Liverpool 2, Burnley 0: Chris Boden’s thoughts on the defeat at Anfield
Former man in the middle, and now senior referees' coach for the Professional Game Match Officials Board, Chris Foy said last week after the first round of fixtures: “In March, clubs were surveyed for their views on refereeing and they fed back their thoughts.
“Then we had the Euros which which were a success in the way matches were officiated.
“The result we want is players going out to express themselves, and on the evidence of the games I saw, which were really competitive, it’s encouraging.”
However, Liverpool boss Jurgen Klopp appears to be the sole voice of dissent.
Despite a game where there were no controversial incidents, no obvious injuries sustained, and not a yellow card brandished, the German saw fit to bizarrely point the finger at Burnley strikers Chris Wood and Ashley Barnes for “dangerous” play.
Klopp said: “We always had to be ready for a proper fight. We were today in a really difficult game, because you saw these challenges with (Ashley) Barnes and (Chris) Wood and Virgil (Van Dijk) and Joel (Matip).
“I’m not 100 per cent sure if we are really going in the right direction with these kind of decisions. It feels like we go back 10, 15 years back to when we said ‘oh, that was the football we wanted to see’. It’s just too dangerous.
“The message now is let the game flow, but nobody exactly knows what that means. I like decisions that favour the offensive team, that’s fine. But we have to stick to protecting the players. We cannot deny that. If you like that sort of thing, watch wrestling.”
It was an odd thing to say, particularly after what ended as a comfortable victory for the Reds, after a first half in which Burnley had given as good as they got.
But it was even odder given it was the day the Clarets broke a 27-year-old Premier League record held by Ipswich Town for the most consecutive Premier League games without a red card - which now stands at 95.
Burnley had been described before the game by Klopp as “annoying”, which was a backhanded compliment.
As Sean Dyche has often said, they play hard, but fair, within the rules.
So why the continued criticism? The ridiculous comparisons from sections of social media to a rugby team, or the Wimbledon side of the 1980s?
Burnley’s discipline is second to none - note the calm, composed way captain Ben Mee approached referee Mike Dean as Mohamed Salah appeared to make it 2-0 in the first half, which was disallowed for off-side.
There is no ranting and raving, surrounding officials, screaming in their faces.
I don’t see any malice, or overly-aggressive challenges, just an old-fashioned refusal to roll over.
Yes, there is a streetwise nature at times, but Burnley have to find a way to win against these lavishly-assembled squads, who have single players worth more than the Clarets’ entire team.
And they have found a way to win enough games to ensure top-flight football for a sixth-successive season.
Despite defeats in the opening two games, and the continued struggles in the transfer market, Dyche’s side have shown enough in those games to suggest they will again pick up points.
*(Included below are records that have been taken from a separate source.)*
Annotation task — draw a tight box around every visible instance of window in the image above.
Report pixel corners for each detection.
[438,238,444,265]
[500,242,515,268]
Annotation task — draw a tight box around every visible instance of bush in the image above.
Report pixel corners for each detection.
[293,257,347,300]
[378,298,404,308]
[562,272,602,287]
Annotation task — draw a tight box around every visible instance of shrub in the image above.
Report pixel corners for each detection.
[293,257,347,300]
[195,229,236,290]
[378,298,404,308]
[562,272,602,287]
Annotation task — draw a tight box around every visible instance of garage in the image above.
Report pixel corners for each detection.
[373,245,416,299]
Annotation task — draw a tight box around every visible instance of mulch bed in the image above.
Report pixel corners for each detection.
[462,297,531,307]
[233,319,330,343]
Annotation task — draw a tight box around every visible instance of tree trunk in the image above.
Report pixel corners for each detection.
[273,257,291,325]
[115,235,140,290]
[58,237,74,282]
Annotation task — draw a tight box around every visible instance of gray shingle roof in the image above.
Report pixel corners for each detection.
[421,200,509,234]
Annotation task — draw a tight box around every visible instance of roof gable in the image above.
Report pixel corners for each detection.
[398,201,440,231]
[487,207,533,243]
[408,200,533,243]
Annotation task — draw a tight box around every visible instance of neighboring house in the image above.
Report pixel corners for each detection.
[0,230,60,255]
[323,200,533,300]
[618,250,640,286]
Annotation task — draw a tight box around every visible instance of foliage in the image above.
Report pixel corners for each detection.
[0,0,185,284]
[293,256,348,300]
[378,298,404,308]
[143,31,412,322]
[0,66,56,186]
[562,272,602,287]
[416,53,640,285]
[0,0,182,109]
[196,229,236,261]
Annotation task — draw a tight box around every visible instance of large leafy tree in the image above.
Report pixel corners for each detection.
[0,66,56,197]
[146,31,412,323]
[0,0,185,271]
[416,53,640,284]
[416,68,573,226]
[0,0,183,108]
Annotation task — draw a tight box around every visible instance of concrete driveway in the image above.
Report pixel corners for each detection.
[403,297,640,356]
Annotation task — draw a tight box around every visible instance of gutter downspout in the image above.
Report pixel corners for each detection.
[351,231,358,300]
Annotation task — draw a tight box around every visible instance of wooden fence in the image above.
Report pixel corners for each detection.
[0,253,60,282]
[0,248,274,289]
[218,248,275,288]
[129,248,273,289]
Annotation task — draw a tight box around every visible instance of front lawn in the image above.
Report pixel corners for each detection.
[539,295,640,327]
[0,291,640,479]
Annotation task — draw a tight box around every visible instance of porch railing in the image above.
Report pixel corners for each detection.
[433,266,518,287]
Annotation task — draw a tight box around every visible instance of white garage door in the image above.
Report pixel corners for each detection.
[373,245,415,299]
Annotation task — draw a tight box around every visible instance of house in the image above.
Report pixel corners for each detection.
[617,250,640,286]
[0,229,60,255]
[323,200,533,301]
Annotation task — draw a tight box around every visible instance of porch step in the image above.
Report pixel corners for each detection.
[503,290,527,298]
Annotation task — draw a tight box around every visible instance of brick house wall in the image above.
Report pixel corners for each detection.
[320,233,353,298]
As Dyche said: “There has to be life in your performance and I think there was at Brighton and there was today.”
But as he added: “There is certainly the right energy and feel about the group at the minute, although we are limited in numbers again.”
Both games have shown up the lack of options at Dyche’s disposal.
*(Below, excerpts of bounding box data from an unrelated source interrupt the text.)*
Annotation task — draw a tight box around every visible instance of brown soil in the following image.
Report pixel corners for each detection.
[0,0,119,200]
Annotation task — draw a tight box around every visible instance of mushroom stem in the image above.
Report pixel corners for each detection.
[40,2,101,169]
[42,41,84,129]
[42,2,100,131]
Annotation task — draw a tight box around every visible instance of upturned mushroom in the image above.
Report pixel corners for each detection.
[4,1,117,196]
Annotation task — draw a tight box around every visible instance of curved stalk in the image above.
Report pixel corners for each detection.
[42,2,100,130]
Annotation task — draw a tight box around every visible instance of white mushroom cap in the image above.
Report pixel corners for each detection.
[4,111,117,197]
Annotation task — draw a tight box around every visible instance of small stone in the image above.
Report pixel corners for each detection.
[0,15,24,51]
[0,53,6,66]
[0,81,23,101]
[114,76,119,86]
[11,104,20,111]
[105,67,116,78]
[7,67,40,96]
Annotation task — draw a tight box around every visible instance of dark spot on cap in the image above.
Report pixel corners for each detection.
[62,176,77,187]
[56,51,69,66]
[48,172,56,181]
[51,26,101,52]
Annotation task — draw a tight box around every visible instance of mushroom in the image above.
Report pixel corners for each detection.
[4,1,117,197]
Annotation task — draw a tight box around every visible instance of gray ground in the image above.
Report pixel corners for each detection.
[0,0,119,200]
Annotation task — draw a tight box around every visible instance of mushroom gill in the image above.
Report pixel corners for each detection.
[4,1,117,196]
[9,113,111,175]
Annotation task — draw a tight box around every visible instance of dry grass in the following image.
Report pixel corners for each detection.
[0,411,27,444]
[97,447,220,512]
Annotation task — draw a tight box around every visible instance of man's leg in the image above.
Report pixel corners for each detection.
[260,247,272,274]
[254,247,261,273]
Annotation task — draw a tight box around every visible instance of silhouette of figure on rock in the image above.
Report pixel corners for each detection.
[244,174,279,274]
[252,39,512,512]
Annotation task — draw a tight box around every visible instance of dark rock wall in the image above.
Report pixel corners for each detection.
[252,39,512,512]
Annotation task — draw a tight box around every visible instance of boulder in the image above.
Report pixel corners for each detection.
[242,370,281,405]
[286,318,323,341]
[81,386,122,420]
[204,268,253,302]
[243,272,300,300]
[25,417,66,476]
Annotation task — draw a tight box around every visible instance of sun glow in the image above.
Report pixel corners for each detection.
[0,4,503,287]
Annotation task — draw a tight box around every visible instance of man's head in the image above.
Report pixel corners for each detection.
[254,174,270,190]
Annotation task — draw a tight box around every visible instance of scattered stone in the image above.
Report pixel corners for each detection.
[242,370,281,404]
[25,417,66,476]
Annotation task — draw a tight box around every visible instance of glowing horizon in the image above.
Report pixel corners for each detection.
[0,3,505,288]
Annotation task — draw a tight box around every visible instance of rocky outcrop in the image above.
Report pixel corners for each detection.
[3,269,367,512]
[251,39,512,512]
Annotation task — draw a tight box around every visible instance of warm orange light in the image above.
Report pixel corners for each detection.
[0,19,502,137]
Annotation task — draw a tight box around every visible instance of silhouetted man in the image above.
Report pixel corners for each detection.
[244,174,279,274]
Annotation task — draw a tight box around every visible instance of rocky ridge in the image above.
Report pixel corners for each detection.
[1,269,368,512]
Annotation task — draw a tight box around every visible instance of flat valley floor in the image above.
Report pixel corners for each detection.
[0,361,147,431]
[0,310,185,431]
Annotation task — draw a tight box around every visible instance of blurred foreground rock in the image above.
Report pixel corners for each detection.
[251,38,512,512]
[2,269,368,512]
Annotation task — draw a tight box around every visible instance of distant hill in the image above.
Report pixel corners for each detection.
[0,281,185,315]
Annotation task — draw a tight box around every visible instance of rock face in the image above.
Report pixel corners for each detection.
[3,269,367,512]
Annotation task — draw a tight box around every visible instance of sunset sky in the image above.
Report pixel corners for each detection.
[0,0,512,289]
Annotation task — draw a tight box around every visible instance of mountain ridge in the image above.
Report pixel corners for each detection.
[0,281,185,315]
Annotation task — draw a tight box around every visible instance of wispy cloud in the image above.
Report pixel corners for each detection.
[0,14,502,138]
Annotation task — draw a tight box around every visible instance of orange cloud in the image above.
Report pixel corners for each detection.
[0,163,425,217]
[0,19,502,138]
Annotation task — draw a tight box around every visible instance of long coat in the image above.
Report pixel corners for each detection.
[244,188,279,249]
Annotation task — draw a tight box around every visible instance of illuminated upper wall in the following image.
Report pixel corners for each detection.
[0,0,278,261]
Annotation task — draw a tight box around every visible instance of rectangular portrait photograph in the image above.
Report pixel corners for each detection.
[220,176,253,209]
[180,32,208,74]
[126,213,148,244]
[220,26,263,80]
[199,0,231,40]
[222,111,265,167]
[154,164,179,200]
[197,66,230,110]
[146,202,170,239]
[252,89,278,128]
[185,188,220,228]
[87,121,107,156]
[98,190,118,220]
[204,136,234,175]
Brighton made changes tactically and in terms of personnel which altered the course of the opening game, while, with Burnley well in the game after the hour at Anfield, Dyche had one senior striker and no midfielders to turn to.
He and his players need help, in terms of that freshness a new face or two brings, and added quality to make life a little easier.
As it stands, Burnley are so dependent on Dwight McNeil for their attacking threat.
McNeil won his one on one duels with Trent Alexander-Arnold again and again, in a battle he has enjoyed on every visit to Anfield.
After the game, however, all the rave reviews were for the England right back, for his outstanding ability going forward - despite McNeil constantly getting the wrong side of him - and the hugely talented Harvey Elliott.
McNeil would also look a world-beater in a side with so many attacking threats, who don’t always have to do the work against the ball he has to.
He looks so at home on stages like this, although he needs someone else to dovetail with, to share the responsibility.
Burnley need bodies, but they also need more quality, and the next few days or so could be the most important of the season.
When you look back, since the arrival of Wood in August 2017, who has been signed and strengthened the first team?
That wait needs to end before the start of September.